Wattyl
- Headquarters: Australia
- Number of employees: 1,500
- Parent: Hempel Group
- Website: wattyl.com.au

= Wattyl =

Australian brand of paints

Wattyl is a brand of architectural, decorative paints, special purpose and protective coatings sold throughout Australia and New Zealand. It is a subsidiary of the Hempel Group.

The company is the second largest brand in Australia for architectural and decorative paints after market leader Dulux.

Wattyl was listed on the Australian Securities Exchange (ASX) from 1959, until it was delisted on 22 September 2010 when all the company was acquired by Valspar.

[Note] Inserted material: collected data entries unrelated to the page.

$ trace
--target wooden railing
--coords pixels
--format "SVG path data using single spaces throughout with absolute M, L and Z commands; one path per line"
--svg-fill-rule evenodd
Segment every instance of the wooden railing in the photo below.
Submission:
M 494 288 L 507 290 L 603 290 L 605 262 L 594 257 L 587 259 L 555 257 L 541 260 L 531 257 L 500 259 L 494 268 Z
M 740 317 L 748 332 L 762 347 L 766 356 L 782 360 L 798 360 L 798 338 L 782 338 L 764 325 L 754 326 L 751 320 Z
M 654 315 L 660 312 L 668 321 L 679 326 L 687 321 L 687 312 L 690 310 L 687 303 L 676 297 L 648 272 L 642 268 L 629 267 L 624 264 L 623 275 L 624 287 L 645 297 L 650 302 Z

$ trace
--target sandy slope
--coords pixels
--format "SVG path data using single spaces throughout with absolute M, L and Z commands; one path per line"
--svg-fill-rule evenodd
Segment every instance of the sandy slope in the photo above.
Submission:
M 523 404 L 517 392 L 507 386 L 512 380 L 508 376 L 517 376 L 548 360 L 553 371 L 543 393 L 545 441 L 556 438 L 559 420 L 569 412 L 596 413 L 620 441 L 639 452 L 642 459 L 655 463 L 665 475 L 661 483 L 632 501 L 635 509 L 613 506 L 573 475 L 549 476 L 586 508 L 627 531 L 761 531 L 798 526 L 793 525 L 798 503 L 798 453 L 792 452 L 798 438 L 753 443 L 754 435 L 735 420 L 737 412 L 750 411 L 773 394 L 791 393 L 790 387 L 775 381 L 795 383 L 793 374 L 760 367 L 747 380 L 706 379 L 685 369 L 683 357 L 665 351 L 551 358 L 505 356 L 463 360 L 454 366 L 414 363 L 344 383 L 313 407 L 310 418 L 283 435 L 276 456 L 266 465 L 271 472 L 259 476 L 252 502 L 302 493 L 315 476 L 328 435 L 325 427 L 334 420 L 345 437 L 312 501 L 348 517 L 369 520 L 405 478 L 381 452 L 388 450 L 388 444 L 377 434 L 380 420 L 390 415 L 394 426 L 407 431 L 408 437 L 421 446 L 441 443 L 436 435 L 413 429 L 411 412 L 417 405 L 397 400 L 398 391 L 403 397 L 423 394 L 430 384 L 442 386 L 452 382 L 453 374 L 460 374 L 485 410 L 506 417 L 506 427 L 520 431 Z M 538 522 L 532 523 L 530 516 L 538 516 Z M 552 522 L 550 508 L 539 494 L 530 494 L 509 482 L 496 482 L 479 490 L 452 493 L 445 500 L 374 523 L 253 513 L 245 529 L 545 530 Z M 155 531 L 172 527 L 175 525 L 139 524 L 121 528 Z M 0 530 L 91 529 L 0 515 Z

Sherwin-Williams acquired Valspar in 2016, and sold the Wattyl business to Hempel Group in 2021.

As at May 2010 Wattyl employed over 1,500 people in Australia and New Zealand.

Wattyl was the first Australian manufacturer of two pot polyurethanes for the DIY market and a very successful marketing campaign during the 1960s and 1970s led to the brand name Estapol becoming the Australian term for the DIY clear finishing of domestic timber surfaces with one or two pot polyurethane finishes.

The Wattyl range of products include the brands Granosite, Solagard, Estapol and Killrust.

Wattyl is the current main sponsor of the Lake Taupo Cycle Challenge event in New Zealand.

Wattyl is the sleeve sponsor for Canterbury-Bankstown Bulldogs.